最強最悪の悪役令嬢に転生した私は、やがてメイドとなる主人公に恋をする。
深月
プロローグ
月明かり照らす夜に。
時計の針は深夜一時を指した頃。私はバルコニーにて涼んでいた。
「今日の月も相変わらず綺麗だな。……ここに来てもう9年が経つのか。……あの子は今何をしているんだろう」
「やっぱりここにいましたか、お嬢様」
と、後ろから私のメイドが来る。
「うん、また寝れなくてさ。あと……二人きりの時は敬語いらないって言ったじゃん」
「あっはは……ごめんごめん、ここに入ってからもう二年くらい経つけど、相変わらずメイド長様が厳しいからさ」
「まぁ良くも悪くも凄い真面目で熱心だよね、あの子」
「五年前からずっとそうだったよね」
「……何度も聞くけど、本当によかったの?婚約を破棄してまで私のメイドになって」
「ここ二年、ずっと大丈夫って言ってきたじゃん」
「だって次期国王なんだよ?彼」
「だったら尚更だよ。私に王妃なんて向いてないし、それに……」
「それに……?どうしたの?」
「五年前、アダリエの祭りに行った時の話覚えてる?」
「え?うん」
「それじゃあ婚約が仮だった話は?」
「覚えてる……って、え?」
「──私は、あなたの事が心から大好きだから」
そう彼女が私に告げた時、とても嬉しかったのと驚きもあった。私も、彼女の事がものすごい大好きだから。思わず、涙がこぼれ落ちる。
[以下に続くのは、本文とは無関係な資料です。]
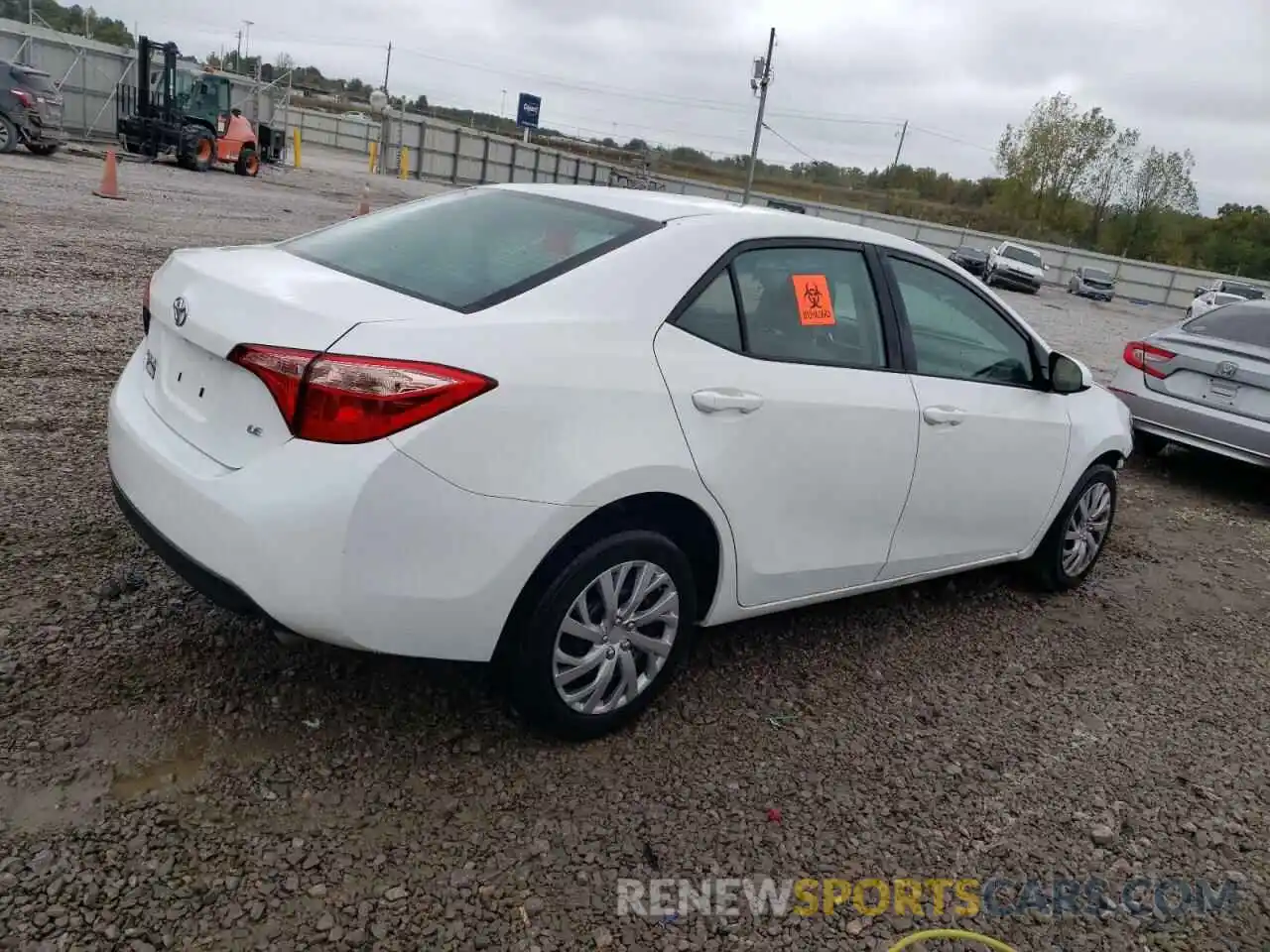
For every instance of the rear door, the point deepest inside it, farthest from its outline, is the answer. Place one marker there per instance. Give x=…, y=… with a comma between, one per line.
x=797, y=414
x=993, y=439
x=1220, y=359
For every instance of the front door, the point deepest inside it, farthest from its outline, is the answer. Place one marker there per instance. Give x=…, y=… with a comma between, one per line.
x=993, y=440
x=797, y=416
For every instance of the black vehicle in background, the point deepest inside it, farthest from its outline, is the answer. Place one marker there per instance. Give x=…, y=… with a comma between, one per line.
x=973, y=259
x=31, y=109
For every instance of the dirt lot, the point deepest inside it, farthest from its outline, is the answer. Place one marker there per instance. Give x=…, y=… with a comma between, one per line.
x=173, y=778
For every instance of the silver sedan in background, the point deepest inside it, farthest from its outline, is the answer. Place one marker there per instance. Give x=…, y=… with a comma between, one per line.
x=1205, y=384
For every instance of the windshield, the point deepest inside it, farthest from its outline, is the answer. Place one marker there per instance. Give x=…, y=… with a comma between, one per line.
x=1246, y=291
x=39, y=81
x=467, y=250
x=1238, y=322
x=1021, y=254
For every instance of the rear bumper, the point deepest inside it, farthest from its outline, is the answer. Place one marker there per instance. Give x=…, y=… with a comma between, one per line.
x=1192, y=424
x=358, y=544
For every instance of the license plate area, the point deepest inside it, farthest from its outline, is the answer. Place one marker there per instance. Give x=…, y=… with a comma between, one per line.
x=1222, y=393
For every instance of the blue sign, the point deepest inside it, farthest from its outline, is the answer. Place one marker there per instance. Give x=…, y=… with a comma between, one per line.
x=527, y=111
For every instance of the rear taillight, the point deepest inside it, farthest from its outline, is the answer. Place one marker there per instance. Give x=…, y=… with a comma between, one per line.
x=345, y=399
x=1146, y=358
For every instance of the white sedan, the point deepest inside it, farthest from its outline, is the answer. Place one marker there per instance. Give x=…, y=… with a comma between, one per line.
x=559, y=428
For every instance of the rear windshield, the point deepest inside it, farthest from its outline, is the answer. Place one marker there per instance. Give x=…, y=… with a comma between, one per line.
x=1245, y=291
x=39, y=81
x=1241, y=324
x=467, y=250
x=1021, y=254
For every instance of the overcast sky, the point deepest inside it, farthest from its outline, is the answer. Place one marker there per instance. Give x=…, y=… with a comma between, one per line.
x=847, y=72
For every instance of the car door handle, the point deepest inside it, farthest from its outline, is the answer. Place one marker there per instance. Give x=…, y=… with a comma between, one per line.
x=943, y=416
x=711, y=402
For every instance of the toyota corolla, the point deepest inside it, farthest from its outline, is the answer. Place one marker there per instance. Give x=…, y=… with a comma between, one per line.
x=561, y=428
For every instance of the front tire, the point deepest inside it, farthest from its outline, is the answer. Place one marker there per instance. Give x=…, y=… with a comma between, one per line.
x=603, y=638
x=1080, y=532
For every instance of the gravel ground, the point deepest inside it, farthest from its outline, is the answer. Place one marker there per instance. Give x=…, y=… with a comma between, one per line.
x=173, y=778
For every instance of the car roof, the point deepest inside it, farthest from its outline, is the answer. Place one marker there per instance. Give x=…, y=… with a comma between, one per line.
x=659, y=206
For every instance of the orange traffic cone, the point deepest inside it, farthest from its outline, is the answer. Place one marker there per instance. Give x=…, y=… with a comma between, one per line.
x=109, y=186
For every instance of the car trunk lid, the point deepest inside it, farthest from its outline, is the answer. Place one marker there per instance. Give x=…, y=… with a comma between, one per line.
x=207, y=301
x=1224, y=375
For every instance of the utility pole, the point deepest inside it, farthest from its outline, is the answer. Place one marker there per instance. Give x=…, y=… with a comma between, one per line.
x=760, y=80
x=903, y=132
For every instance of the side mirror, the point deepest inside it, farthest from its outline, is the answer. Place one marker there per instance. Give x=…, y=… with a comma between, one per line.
x=1069, y=376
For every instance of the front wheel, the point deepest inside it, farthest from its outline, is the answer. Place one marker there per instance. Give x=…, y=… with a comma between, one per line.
x=1079, y=535
x=604, y=636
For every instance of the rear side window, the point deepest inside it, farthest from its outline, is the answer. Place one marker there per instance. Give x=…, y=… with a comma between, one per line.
x=1239, y=324
x=472, y=249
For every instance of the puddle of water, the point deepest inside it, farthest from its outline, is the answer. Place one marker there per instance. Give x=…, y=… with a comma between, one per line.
x=182, y=769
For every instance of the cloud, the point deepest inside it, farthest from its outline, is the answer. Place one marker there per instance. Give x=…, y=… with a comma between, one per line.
x=846, y=73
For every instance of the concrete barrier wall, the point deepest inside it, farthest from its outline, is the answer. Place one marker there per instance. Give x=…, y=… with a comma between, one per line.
x=87, y=73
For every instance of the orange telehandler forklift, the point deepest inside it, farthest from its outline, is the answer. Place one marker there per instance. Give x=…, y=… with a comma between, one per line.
x=190, y=114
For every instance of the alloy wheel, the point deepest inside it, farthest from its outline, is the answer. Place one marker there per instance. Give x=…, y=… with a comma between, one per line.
x=1086, y=529
x=616, y=638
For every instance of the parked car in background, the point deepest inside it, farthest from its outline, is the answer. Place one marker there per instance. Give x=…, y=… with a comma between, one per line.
x=1016, y=267
x=305, y=431
x=973, y=259
x=1238, y=289
x=1205, y=384
x=1092, y=282
x=1211, y=299
x=31, y=109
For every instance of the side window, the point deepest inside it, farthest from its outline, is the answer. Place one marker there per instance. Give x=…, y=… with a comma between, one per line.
x=712, y=316
x=956, y=333
x=811, y=303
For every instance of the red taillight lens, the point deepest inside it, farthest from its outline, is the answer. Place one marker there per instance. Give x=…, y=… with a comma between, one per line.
x=1146, y=357
x=347, y=399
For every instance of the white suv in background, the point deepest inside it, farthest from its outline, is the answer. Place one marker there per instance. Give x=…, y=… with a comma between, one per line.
x=1016, y=267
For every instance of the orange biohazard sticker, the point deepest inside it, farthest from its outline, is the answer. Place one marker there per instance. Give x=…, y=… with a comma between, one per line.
x=815, y=306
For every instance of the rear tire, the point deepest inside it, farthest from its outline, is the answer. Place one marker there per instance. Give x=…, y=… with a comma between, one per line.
x=648, y=653
x=248, y=163
x=1062, y=562
x=197, y=149
x=8, y=135
x=1148, y=443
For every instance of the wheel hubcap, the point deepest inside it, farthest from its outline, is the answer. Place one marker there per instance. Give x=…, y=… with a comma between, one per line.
x=616, y=638
x=1086, y=529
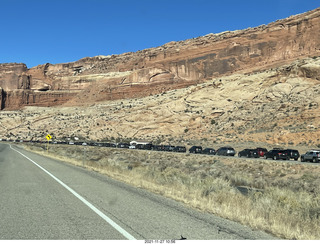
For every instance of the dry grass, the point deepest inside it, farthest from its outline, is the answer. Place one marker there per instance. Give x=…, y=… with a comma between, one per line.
x=287, y=203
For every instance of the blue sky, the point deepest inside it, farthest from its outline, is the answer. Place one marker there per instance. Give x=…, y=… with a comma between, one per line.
x=58, y=31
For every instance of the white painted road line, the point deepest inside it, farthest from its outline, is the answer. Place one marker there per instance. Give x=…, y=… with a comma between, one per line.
x=97, y=211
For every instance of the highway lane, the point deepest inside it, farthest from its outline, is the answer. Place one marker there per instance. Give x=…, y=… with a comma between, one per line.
x=33, y=205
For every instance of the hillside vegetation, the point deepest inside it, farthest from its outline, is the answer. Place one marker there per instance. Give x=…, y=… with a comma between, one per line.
x=281, y=198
「そっ……か。本当は、私もね。ずっとずーっと……心からあなたの事が大好きだったんだ」
「……ずっと。これからもずっとずっと、あなたの傍で仕えさせてください」
「うん……もちろんだよ。これからもずっとずっと、私の傍に仕えていて」
満月が照らす二十歳の夜。私はメイドに想いを告げて、唇を交わす。